A unidade, que possui 14 mil m² de área construída, está em fase de ampliação de mais 8 mil m², com 84 novos leitos, seis salas cirúrgicas e dez leitos de UTI – Foto: Rondinelli Ribeiro/Ascom/TJ
O projeto é mantido por doações, emendas parlamentares e parcerias sociais.
“O hospital só existe graças à solidariedade das pessoas. Cada contribuição vira esperança para quem está lutando pela vida”, destacou o gerente.
Papel do MPTO: garantir dignidade no tratamento
O Ministério Público do Tocantins conduz ações estruturantes para garantir o atendimento integral previsto no Estatuto da Pessoa com Câncer, cobrando do Estado melhorias na assistência farmacêutica e na estrutura dos serviços.

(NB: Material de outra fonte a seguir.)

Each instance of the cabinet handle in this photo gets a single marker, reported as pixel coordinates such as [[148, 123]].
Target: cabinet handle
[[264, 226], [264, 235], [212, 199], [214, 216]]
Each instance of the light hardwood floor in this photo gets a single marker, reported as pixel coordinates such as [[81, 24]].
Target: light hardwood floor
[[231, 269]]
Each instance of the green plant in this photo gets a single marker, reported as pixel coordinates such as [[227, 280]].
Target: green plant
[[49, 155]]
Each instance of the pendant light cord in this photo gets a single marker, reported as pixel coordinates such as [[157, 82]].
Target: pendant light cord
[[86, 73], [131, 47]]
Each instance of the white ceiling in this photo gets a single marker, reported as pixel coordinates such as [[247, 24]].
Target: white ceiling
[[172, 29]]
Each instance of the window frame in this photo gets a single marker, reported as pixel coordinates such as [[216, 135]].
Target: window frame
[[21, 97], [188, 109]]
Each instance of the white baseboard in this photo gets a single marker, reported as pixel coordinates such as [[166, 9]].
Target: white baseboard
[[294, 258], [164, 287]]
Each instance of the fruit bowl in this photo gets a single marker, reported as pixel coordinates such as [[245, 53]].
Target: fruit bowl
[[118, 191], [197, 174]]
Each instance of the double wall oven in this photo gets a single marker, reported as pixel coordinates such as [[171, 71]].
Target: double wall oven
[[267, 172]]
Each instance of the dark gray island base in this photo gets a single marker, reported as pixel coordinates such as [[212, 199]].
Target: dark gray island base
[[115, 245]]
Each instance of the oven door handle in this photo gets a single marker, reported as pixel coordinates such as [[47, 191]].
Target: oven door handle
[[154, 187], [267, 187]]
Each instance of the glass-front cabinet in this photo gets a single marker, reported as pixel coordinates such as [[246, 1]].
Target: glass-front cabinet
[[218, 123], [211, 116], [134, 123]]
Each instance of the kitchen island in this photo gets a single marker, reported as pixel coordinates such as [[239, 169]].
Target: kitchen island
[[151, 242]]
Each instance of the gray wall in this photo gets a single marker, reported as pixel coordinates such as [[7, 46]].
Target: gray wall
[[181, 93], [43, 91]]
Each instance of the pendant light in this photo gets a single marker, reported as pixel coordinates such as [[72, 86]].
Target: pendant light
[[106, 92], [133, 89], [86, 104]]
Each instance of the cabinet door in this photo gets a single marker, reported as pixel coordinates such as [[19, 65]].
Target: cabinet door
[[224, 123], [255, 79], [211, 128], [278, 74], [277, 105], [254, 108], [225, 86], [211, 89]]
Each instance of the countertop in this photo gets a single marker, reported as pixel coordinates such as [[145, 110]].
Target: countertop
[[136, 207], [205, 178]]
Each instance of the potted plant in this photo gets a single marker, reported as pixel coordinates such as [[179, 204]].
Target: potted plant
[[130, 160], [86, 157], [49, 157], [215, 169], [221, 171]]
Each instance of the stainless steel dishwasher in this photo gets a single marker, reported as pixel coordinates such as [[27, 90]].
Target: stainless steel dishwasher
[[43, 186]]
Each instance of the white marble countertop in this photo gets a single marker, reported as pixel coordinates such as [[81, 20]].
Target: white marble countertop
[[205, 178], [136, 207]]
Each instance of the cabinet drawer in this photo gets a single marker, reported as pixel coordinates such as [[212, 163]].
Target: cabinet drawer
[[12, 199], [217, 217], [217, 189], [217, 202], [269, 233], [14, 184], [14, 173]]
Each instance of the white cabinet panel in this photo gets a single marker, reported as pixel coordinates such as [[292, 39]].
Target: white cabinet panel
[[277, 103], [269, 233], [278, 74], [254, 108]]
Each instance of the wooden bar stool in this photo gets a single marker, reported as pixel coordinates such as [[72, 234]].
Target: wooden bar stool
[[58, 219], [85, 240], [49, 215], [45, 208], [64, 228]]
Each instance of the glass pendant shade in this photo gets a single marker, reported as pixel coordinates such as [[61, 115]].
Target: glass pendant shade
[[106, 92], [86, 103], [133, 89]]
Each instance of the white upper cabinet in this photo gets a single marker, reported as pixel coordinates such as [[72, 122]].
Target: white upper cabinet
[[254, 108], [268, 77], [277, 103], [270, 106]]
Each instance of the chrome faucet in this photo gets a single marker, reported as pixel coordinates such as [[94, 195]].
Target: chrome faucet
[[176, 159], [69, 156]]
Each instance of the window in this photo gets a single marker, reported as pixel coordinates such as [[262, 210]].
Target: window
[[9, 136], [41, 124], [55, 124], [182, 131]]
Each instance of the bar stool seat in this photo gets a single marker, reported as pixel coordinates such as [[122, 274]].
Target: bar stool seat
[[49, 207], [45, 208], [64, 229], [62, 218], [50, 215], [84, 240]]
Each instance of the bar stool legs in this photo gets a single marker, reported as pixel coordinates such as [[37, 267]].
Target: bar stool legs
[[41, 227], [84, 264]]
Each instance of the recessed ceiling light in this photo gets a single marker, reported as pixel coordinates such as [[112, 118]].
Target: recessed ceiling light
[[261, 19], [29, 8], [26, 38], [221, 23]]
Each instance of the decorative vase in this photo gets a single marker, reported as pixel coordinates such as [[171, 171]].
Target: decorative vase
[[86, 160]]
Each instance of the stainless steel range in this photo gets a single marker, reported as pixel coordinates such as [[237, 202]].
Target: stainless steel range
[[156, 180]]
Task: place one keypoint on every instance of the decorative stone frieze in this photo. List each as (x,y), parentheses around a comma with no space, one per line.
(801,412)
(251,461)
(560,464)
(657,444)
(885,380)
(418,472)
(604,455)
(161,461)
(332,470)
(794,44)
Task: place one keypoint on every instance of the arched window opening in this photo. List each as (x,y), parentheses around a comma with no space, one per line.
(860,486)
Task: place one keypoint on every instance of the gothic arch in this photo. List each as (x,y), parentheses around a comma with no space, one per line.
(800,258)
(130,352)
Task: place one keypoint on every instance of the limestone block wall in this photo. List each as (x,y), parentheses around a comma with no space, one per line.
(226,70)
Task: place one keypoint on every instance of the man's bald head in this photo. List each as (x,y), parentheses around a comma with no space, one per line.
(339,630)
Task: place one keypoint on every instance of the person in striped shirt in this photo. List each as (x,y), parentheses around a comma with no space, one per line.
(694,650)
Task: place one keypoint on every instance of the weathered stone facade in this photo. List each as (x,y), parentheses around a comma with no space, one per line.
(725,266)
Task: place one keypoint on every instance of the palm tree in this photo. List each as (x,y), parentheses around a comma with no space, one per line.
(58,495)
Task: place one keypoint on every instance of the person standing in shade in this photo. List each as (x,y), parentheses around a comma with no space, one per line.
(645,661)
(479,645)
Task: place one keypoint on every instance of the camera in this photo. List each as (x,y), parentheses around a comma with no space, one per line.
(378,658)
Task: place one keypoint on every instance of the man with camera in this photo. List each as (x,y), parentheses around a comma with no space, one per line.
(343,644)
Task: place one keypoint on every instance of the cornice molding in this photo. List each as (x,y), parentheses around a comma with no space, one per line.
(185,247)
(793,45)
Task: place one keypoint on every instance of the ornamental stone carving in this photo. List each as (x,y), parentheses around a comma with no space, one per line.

“O nosso trabalho é fazer com que o tratamento não dependa da sorte de encontrar uma vaga ou de estar na capital. Todo cidadão tem direito à mesma qualidade de atendimento”, reforçou a promotora Araína.
Ela cita a necessidade de unificar os serviços oncológicos em uma estrutura única e fortalecer a atenção primária, para que o diagnóstico seja mais rápido.
Entre o medo e a esperança
Para quem enfrenta o câncer, o tratamento não é apenas físico. É emocional, social e, muitas vezes, solitário.
Marileide diz que venceu o medo com fé e apoio. “Não é fácil, mas o amor salva. Quando você se sente acolhida, tudo muda. E quando o Estado também faz sua parte, a cura vem mais leve.”
Entre as máquinas e os remédios, o que mais falta, e o que mais cura, continua sendo o mesmo: o cuidado humano.